Anyway, after being mad for a while and venting to my mom, the Lord reminded me I needed to forgive. And I need to trust Him that if this is the doctor HE wants me to work with, then He will give me the grace for it. After all, it was kind of her to agree to see me at her other office, and maybe I misjudged her in those few minutes just like she misjudged me. (At least I hope so.)
Sometimes I get so sick of all the frustrations in my small life. I long to be set free from them. But I suppose in essence, that is a selfish attitude, because I know that God can display His grace through them, if I let Him. I definitely need prayer to keep a right attitude, mainly that it's not about ME. It's about God and what He wants to do.

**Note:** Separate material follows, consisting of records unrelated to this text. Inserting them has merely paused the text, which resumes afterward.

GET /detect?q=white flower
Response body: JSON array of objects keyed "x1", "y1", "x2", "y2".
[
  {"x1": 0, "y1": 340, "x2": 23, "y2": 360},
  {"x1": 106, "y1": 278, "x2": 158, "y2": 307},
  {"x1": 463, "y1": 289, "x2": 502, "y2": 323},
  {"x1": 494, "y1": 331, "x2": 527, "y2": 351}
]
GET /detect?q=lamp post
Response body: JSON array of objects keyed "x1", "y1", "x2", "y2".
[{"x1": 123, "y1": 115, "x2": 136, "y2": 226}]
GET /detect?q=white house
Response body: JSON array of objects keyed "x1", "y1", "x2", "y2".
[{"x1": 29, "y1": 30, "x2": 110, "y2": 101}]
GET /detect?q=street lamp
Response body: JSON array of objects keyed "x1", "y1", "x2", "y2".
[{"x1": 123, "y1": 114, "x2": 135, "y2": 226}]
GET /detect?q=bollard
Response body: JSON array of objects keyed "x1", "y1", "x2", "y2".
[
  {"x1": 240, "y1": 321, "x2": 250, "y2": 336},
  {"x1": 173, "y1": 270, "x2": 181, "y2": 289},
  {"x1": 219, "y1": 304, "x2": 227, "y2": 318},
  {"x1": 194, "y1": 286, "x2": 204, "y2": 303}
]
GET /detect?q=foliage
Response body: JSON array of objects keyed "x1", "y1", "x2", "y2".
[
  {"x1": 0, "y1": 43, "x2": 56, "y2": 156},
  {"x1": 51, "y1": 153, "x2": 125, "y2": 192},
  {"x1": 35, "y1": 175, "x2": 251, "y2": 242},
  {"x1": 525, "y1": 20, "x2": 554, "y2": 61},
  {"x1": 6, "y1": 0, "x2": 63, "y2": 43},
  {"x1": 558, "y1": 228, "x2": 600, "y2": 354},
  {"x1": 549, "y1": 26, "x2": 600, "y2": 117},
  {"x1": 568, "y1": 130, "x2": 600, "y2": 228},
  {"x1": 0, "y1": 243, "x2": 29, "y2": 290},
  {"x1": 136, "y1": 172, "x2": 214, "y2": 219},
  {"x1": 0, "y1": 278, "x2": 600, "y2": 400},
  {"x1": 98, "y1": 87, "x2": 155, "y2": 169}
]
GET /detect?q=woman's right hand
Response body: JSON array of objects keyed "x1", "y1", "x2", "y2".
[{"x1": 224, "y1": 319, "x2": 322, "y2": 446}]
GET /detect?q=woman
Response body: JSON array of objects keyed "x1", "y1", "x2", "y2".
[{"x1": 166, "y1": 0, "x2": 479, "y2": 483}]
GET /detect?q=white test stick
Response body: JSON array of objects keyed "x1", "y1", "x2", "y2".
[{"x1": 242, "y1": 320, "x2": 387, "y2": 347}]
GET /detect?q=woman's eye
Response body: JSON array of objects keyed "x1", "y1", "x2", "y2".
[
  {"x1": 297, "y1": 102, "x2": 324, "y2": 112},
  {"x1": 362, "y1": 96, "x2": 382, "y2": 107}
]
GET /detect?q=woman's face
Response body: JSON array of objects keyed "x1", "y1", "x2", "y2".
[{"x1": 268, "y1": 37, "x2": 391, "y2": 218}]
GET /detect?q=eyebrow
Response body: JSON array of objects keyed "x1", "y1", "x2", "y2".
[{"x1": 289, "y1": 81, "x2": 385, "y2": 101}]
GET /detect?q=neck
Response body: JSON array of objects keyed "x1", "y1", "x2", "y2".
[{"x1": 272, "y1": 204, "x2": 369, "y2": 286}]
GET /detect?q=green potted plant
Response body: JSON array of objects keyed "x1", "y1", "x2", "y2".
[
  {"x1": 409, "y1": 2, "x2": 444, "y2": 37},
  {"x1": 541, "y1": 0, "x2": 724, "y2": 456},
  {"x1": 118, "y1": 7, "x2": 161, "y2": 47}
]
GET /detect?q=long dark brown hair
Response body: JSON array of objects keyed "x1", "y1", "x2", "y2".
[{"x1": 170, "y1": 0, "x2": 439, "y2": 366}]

And even though doctors are far from perfect, I know God can still use them, if I can keep a good attitude toward them. =) Attitude truly does make all the difference.
So, my mom is typing a long letter to this doctor all about me. Maybe it will help her have a more accurate picture of my situation. She said she'll try to schedule an appointment for me on Monday. In the meantime, I didn't get in to see Dr. Johnson this week, so I'll be seeing him on the 13th after all. In view of that, and Dr. Katharine's comments, it looks like we'll be here for a couple more weeks at least. It's not what I wanted, but I know God's grace is sufficient to change my attitude so that I will want what HE wants. I sure am glad He puts up with me, bad attitudes and all. =)
In the meantime, we've been trying to find things to do here in Dallas so we're not cooped up in the apratment all day. Yesterday we went to see this special mustang sculpture in Irving. It was really amazing! I told my mom I need "horse therapy." =) I'd love to find a place where I could ride a horse for 15 minutes, but I doubt we'll find anything. We'll see. The adventure continues...guided by God's loving hand.